Although this behavior can fluctuate during the stream, at the end it is expected that larger mini-batches have a slightly smaller runtime and slightly worse accuracy.
It becomes slightly faster due to the reuse of data structures in the higher memory hierarchy.
Predictions are slightly worse due to the larger number of instances predicted with the “outdated” model.

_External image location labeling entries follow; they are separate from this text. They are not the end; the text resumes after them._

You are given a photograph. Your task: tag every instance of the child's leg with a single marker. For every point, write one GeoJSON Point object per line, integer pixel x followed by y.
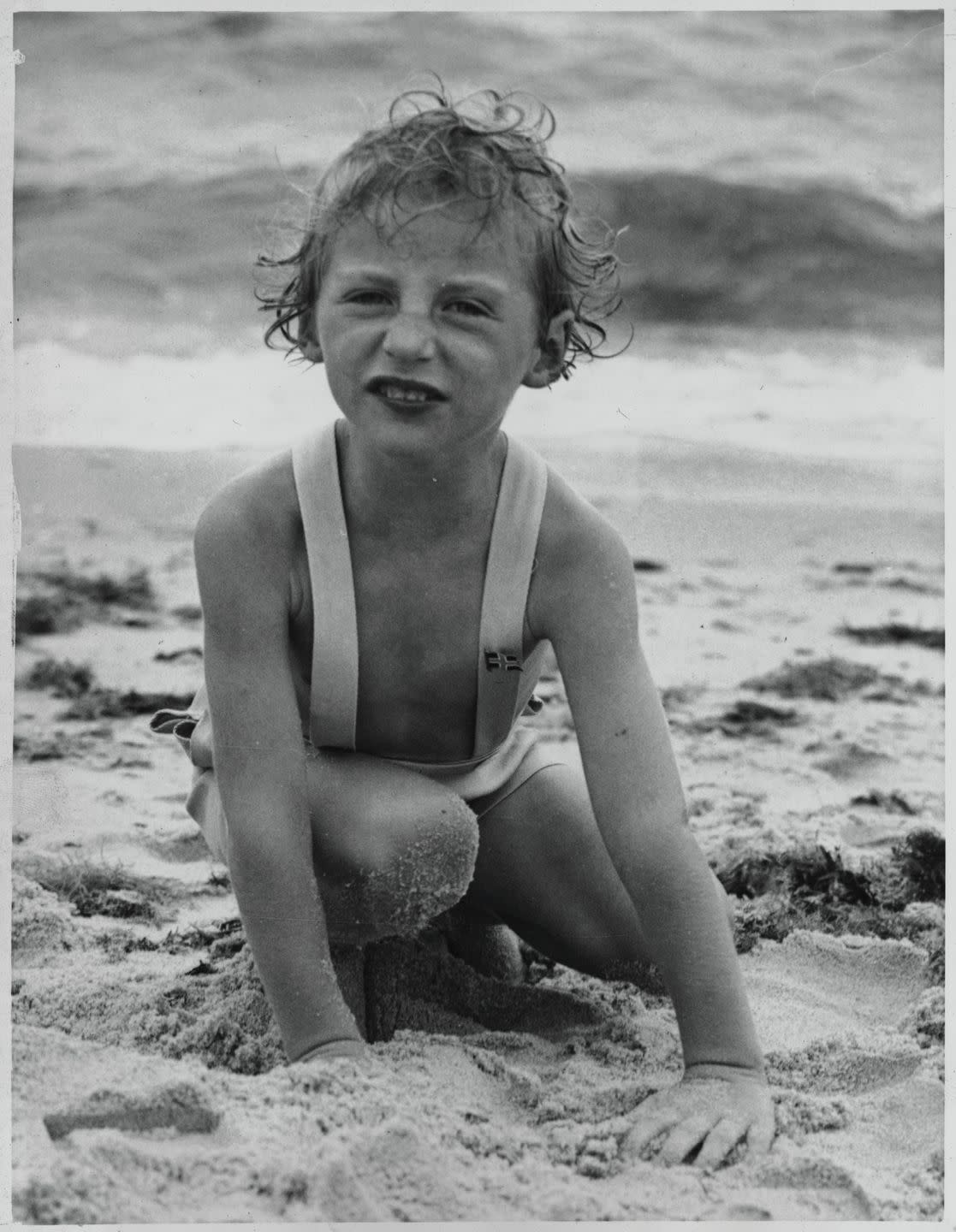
{"type": "Point", "coordinates": [392, 848]}
{"type": "Point", "coordinates": [543, 870]}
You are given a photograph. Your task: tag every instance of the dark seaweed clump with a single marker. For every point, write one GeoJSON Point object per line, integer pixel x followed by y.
{"type": "Point", "coordinates": [896, 633]}
{"type": "Point", "coordinates": [810, 887]}
{"type": "Point", "coordinates": [98, 888]}
{"type": "Point", "coordinates": [819, 679]}
{"type": "Point", "coordinates": [90, 700]}
{"type": "Point", "coordinates": [63, 678]}
{"type": "Point", "coordinates": [62, 601]}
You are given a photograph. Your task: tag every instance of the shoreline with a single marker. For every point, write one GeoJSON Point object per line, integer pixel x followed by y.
{"type": "Point", "coordinates": [680, 501]}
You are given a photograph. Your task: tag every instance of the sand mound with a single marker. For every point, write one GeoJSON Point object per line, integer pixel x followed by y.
{"type": "Point", "coordinates": [502, 1103]}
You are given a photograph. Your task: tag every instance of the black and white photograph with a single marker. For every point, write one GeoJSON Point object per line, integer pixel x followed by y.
{"type": "Point", "coordinates": [477, 668]}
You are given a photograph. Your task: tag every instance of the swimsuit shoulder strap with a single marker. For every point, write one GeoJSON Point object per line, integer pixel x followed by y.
{"type": "Point", "coordinates": [334, 691]}
{"type": "Point", "coordinates": [505, 679]}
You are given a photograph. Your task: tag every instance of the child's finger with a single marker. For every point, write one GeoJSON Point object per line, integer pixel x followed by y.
{"type": "Point", "coordinates": [760, 1136]}
{"type": "Point", "coordinates": [645, 1130]}
{"type": "Point", "coordinates": [686, 1137]}
{"type": "Point", "coordinates": [721, 1141]}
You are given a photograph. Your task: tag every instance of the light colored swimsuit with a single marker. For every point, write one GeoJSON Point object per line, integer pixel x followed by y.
{"type": "Point", "coordinates": [505, 753]}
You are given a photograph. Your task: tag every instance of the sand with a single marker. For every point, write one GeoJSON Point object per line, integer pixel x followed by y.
{"type": "Point", "coordinates": [148, 1078]}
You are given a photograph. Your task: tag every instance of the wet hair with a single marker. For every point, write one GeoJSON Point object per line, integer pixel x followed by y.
{"type": "Point", "coordinates": [490, 149]}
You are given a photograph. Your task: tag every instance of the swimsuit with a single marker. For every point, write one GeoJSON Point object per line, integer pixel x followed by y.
{"type": "Point", "coordinates": [505, 753]}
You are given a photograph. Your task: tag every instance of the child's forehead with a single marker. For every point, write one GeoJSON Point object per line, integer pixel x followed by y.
{"type": "Point", "coordinates": [462, 229]}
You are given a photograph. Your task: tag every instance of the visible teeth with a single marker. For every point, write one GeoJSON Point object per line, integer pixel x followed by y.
{"type": "Point", "coordinates": [395, 394]}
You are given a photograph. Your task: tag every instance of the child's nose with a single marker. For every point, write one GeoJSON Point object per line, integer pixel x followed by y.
{"type": "Point", "coordinates": [409, 336]}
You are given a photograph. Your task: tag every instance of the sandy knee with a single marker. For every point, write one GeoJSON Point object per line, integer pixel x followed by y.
{"type": "Point", "coordinates": [392, 849]}
{"type": "Point", "coordinates": [425, 875]}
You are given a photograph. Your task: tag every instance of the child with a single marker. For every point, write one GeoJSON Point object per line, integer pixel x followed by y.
{"type": "Point", "coordinates": [377, 602]}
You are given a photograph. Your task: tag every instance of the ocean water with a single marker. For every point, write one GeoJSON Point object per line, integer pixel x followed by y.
{"type": "Point", "coordinates": [779, 176]}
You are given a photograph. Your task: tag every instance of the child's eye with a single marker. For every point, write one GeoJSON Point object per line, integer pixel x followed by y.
{"type": "Point", "coordinates": [467, 308]}
{"type": "Point", "coordinates": [367, 299]}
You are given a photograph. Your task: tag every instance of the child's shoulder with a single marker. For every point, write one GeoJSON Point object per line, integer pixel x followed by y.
{"type": "Point", "coordinates": [572, 529]}
{"type": "Point", "coordinates": [258, 499]}
{"type": "Point", "coordinates": [252, 523]}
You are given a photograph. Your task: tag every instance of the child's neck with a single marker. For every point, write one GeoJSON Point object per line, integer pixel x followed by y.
{"type": "Point", "coordinates": [391, 495]}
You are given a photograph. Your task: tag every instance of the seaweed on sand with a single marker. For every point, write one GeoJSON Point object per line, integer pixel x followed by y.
{"type": "Point", "coordinates": [822, 679]}
{"type": "Point", "coordinates": [98, 888]}
{"type": "Point", "coordinates": [808, 887]}
{"type": "Point", "coordinates": [101, 702]}
{"type": "Point", "coordinates": [63, 678]}
{"type": "Point", "coordinates": [62, 599]}
{"type": "Point", "coordinates": [92, 700]}
{"type": "Point", "coordinates": [896, 633]}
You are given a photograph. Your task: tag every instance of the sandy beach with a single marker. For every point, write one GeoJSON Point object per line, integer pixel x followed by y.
{"type": "Point", "coordinates": [801, 669]}
{"type": "Point", "coordinates": [770, 447]}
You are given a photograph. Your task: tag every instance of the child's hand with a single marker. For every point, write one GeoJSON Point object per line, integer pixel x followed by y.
{"type": "Point", "coordinates": [706, 1111]}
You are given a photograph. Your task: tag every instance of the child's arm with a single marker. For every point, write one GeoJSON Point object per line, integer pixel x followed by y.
{"type": "Point", "coordinates": [260, 767]}
{"type": "Point", "coordinates": [588, 609]}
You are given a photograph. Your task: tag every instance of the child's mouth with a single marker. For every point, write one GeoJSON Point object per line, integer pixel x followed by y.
{"type": "Point", "coordinates": [404, 394]}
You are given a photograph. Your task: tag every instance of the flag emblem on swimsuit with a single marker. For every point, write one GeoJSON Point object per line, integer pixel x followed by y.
{"type": "Point", "coordinates": [499, 660]}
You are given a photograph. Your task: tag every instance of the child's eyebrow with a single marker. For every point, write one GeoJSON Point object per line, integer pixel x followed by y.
{"type": "Point", "coordinates": [476, 285]}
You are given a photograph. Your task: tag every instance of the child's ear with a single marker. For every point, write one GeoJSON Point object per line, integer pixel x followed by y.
{"type": "Point", "coordinates": [551, 352]}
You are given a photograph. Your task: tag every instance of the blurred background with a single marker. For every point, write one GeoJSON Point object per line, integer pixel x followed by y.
{"type": "Point", "coordinates": [779, 176]}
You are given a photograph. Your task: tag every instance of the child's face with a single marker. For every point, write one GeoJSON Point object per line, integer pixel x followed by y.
{"type": "Point", "coordinates": [428, 329]}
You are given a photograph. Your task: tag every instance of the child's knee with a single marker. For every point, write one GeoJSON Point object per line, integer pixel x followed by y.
{"type": "Point", "coordinates": [425, 875]}
{"type": "Point", "coordinates": [389, 860]}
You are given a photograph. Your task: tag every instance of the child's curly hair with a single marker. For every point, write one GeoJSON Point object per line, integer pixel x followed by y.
{"type": "Point", "coordinates": [490, 148]}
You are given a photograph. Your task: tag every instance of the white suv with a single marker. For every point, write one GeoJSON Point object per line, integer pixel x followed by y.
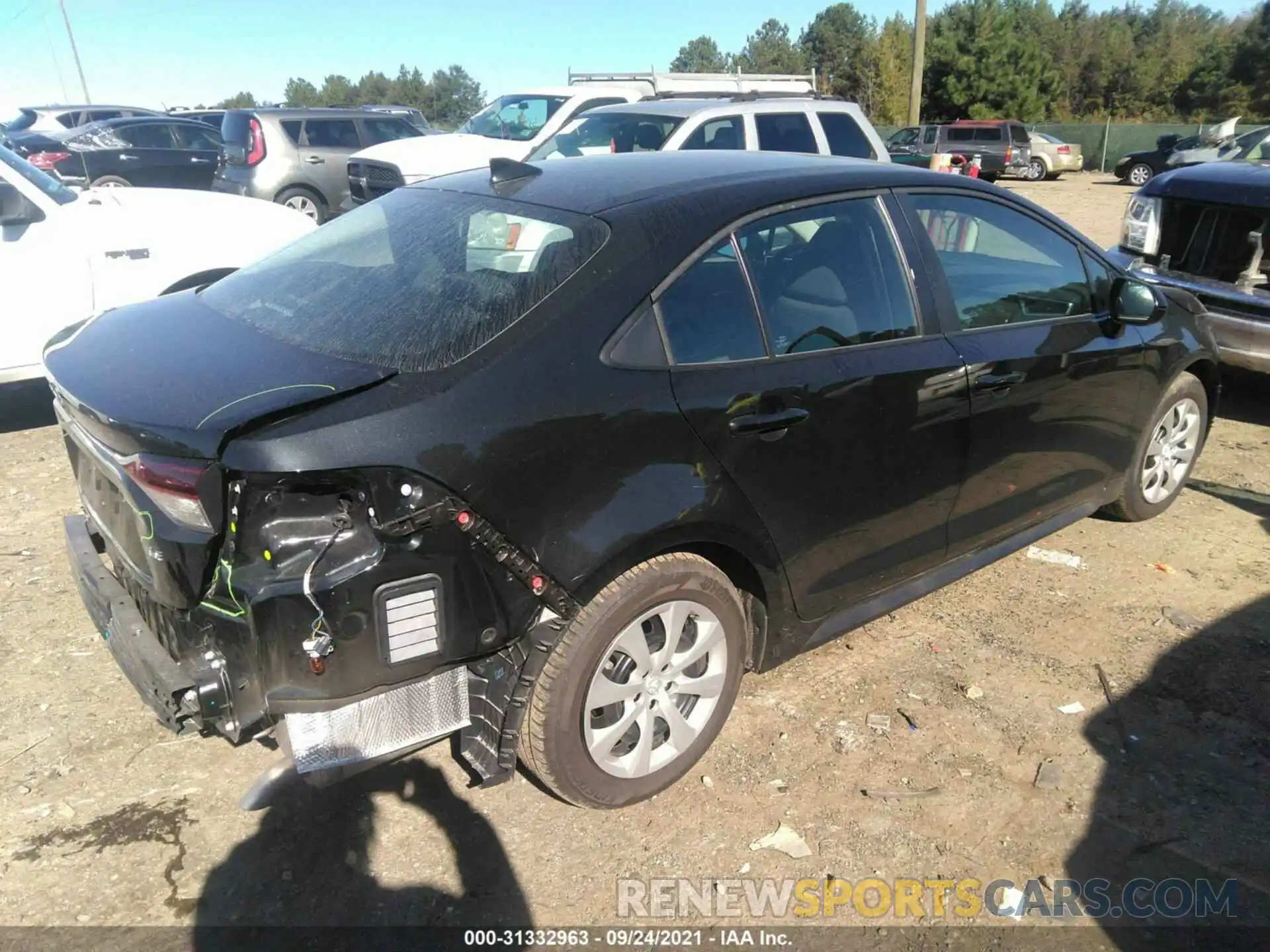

Especially in the case of concept drifts, which suffer from the delay in detection and reset of the classifier.
[13]:
ob_adwin_mb50 = OnlineAdwinBagging(
schema=cover.get_schema(), ensemble_size=30, minibatch_size=50, number_of_jobs=5
)
ob_adwin_mb100 = OnlineAdwinBagging(
schema=cover.get_schema(), ensemble_size=30, minibatch_size=100, number_of_jobs=5
)
ob_adwin_mb500 = OnlineAdwinBagging(
schema=cover.get_schema(), ensemble_size=30, minibatch_size=500, number_of_jobs=5
)
results_ob_adwin_mb50 = prequential_evaluation(
stream=cover,
learner=ob_adwin_mb50,
window_size=window_size,
max_instances=max_instances,
)
results_ob_adwin_mb100 = prequential_evaluation(
stream=cover,
learner=ob_adwin_mb100,
window_size=window_size,
max_instances=max_instances,
)
results_ob_adwin_mb500 = prequential_evaluation(
stream=cover,
learner=ob_adwin_mb500,
window_size=window_size,
max_instances=max_instances,
)
results_ob_adwin_mb50.learner = "Mini-batch size 50"
results_ob_adwin_mb100.learner = "Mini-batch size 100"
results_ob_adwin_mb500.learner = "Mini-batch size 500"
[14]:
print(
f"Accuracy {results_ob_adwin_mb50['experiment_id']}: {results_ob_adwin_mb50['cumulative'].accuracy()}"
)
print(f"wallclock = {results_ob_adwin_mb50['wallclock']} seconds\n")
print(
f"Accuracy {results_ob_adwin_mb100['experiment_id']}: {results_ob_adwin_mb100['cumulative'].accuracy()}"
)
print(f"wallclock = {results_ob_adwin_mb100['wallclock']} seconds\n")
print(
f"Accuracy {results_ob_adwin_mb500['experiment_id']}: {results_ob_adwin_mb500['cumulative'].accuracy()}"
)
print(f"wallclock = {results_ob_adwin_mb500['wallclock']} seconds\n")
plot_windowed_results(
results_ob_adwin_mb50,
results_ob_adwin_mb100,
results_ob_adwin_mb500,
metric="accuracy",
)
Accuracy None: 85.038
wallclock = 15.45273756980896 seconds
Accuracy None: 85.954
wallclock = 13.486253023147583 seconds
Accuracy None: 84.97200000000001
wallclock = 12.69246792793274 seconds